Dear Carrie: What's the difference between an exchange-traded fund and a mutual fund? -- A Reader
Dear Reader: Good question! Although they aren't new, exchange-traded funds (ETFs) have proliferated in the last few years, and consequently they have gotten a lot of attention. I'm sure many people are struggling to understand exactly where ETFs fit into the investment landscape and -- more importantly -- when they make sense for their portfolios.
Virtually every investor knows that you can construct a portfolio with individual stocks and bonds or by buying mutual funds. And most investors know that mutual funds come in one of two basic flavors: actively managed funds, in which a team of investment professionals makes buy/sell decisions in an effort to outperform a market, and index funds, which aim to replicate the performance of a particular index.

Exchange-traded funds, on the other hand, are essentially index mutual funds that trade like stocks. Like a mutual fund, an ETF represents a basket of other securities. The key difference is that like a stock (and unlike mutual funds), you can buy or sell an ETF at any point during the trading day.
ETF FEATURES
You can find ETFs that track almost every conceivable market and market niche. Many of the traditional ETFs (for example SPY, which tracks the S&P 500) can fill the same role as index funds: providing a high degree of diversification at a fairly low cost. Other ETFs track individual sectors, such as health care, single countries or narrow parts of the bond market. And other more exotic ETFs track commodities, such as gold, or execute esoteric investment strategies.
As you consider investing in an ETF, realize that:
-- You'll generally pay brokerage commissions on ETF trades -- an especially important point for investors who trade frequently.
-- ETFs generally have very low management fees as compared to actively managed funds -- often even lower than index funds.
-- Both ETFs and index funds tend to be tax-efficient, but capital gains distributions are even rarer for ETFs. Actively managed funds are usually the least tax-efficient.
WHEN ETF TRANSACTIONS MAKE SENSE
When would you choose an ETF?
-- If you're looking for exposure to a specific asset class or a niche market, you'll probably find an ETF that meets your needs.
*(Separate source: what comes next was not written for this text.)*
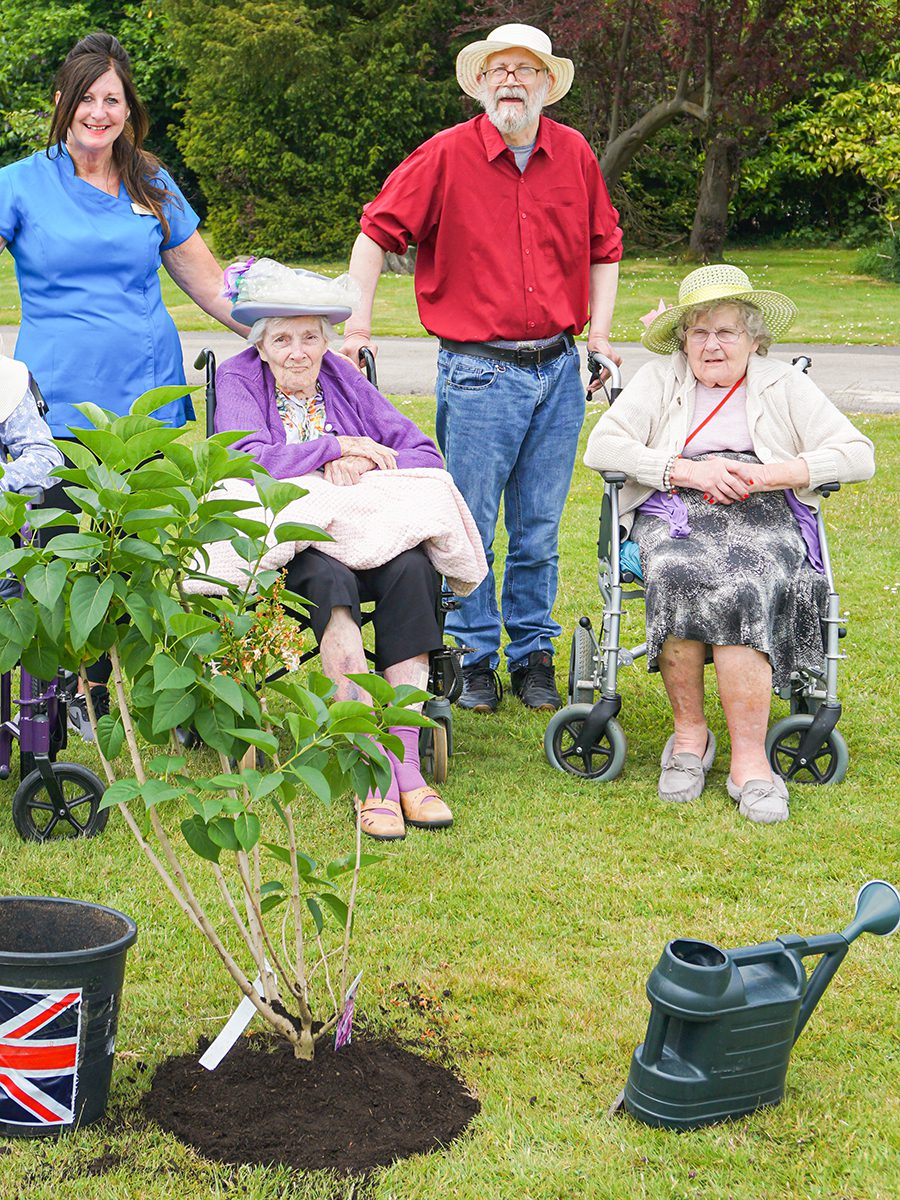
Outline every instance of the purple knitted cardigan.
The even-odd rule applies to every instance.
[[[430,438],[399,413],[359,371],[326,351],[319,371],[325,401],[325,434],[288,445],[275,404],[275,379],[255,346],[222,363],[216,372],[216,432],[247,430],[235,449],[252,454],[277,479],[309,475],[341,457],[338,435],[370,437],[396,450],[398,467],[443,467]]]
-- If you're new to investing, ETFs can offer a quick, cost-effective way to diversify. And if you're ready to invest a large amount, the commissions will be trivial as a percentage of your investment. (But investors who make frequent smaller investments will probably find index funds a cheaper solution.)
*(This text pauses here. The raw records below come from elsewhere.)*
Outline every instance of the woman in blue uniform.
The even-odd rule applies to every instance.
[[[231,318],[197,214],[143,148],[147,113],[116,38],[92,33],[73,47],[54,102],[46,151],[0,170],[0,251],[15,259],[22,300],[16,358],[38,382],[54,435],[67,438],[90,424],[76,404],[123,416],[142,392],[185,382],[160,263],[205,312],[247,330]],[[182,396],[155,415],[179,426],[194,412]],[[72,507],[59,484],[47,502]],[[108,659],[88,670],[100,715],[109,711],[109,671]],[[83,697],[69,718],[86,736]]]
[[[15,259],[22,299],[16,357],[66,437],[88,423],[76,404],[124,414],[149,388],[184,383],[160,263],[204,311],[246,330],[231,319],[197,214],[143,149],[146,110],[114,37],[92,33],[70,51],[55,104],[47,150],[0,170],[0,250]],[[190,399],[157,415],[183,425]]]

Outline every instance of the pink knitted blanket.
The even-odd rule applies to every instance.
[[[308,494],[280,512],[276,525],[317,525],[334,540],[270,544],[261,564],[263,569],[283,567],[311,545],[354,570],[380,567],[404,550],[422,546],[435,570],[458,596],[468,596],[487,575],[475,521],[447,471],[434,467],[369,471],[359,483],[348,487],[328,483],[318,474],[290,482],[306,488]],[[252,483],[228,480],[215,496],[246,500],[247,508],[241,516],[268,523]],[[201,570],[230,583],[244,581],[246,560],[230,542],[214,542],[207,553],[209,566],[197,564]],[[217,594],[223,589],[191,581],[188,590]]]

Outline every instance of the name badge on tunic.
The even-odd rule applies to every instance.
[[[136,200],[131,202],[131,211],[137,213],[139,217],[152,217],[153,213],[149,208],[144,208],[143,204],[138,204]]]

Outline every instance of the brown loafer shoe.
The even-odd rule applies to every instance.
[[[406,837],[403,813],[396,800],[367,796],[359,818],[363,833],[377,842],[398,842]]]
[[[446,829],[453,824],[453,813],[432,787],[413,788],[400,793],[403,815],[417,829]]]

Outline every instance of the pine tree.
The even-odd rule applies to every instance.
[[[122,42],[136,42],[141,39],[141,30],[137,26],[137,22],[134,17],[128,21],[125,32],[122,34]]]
-- Because of their tax-efficiency, ETFs are particularly well suited to taxable accounts.
-- If you're an active or sophisticated trader, ETFs offer more flexible ways to execute portfolio strategies. Because they are traded like stocks, you can execute stop orders, limit orders, short sells and options on ETFs. Just be sure to think about commission costs.
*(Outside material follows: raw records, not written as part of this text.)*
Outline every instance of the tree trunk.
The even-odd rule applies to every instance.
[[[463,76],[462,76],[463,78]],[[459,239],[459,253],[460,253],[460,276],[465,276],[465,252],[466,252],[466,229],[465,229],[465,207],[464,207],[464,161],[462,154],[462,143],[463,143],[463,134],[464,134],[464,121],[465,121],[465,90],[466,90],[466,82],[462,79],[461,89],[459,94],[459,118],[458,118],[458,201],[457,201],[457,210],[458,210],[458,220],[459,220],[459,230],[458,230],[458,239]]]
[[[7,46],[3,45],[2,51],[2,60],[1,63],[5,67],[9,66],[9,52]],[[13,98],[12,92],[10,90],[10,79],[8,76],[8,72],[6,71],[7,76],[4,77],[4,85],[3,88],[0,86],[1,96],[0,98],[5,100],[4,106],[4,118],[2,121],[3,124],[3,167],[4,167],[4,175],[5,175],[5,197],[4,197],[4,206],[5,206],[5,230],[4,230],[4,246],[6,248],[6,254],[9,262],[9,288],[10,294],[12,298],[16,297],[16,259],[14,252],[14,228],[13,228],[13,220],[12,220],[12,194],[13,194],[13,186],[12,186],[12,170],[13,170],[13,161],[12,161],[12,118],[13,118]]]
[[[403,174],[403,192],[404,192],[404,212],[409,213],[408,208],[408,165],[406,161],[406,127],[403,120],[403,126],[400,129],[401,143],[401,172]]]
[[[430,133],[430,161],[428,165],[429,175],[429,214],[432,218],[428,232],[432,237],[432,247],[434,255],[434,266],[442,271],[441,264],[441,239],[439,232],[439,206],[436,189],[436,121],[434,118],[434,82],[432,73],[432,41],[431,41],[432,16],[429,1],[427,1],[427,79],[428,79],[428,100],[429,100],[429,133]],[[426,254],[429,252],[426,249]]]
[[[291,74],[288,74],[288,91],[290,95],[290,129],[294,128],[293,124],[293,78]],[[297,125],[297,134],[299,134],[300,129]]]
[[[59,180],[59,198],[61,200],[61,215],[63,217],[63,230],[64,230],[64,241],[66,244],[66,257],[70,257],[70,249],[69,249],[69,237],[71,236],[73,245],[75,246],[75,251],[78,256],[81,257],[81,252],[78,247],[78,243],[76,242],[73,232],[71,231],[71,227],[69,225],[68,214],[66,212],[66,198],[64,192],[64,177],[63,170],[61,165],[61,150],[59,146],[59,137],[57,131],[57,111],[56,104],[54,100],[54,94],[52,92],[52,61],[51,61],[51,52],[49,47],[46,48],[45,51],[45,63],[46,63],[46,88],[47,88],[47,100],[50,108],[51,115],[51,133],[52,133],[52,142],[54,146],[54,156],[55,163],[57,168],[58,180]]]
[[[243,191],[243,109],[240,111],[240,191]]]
WHEN ETF TRANSACTIONS DON'T MAKE SENSE
-- A smaller investor. For example, someone who wants to invest a few hundred dollars a month to begin building a portfolio may be better off with a mutual fund. Even a discount brokerage commission on a small ETF transaction could be disproportionately expensive.
-- If your goal is to outperform the market, an indexed approach, whether through an ETF or a traditional index fund, doesn't make sense. You'll want to consider actively managed funds.
WHAT TO WATCH OUT FOR
As I mentioned, ETFs tend to be diversified, but don't assume that all ETFs are safe. Among the hundreds of ETFs available today are niche products that focus on very narrow sectors, exotic ETFs that invest in esoteric strategies and instruments, leveraged ETFs that, as their name implies, are far more volatile than basic ETFs, and even "inverse ETFs" designed for contrarian investors. These may be good instruments for sophisticated investors, but they are not suitable for most buy-and-hold investors.
There is no question that ETFs represent a very useful instrument for a wide spectrum of investors. But as with any investment, be sure you know what you're buying and at what cost. With ETFs (ditto for any index fund), understand how the underlying index fits into your portfolio. Good luck!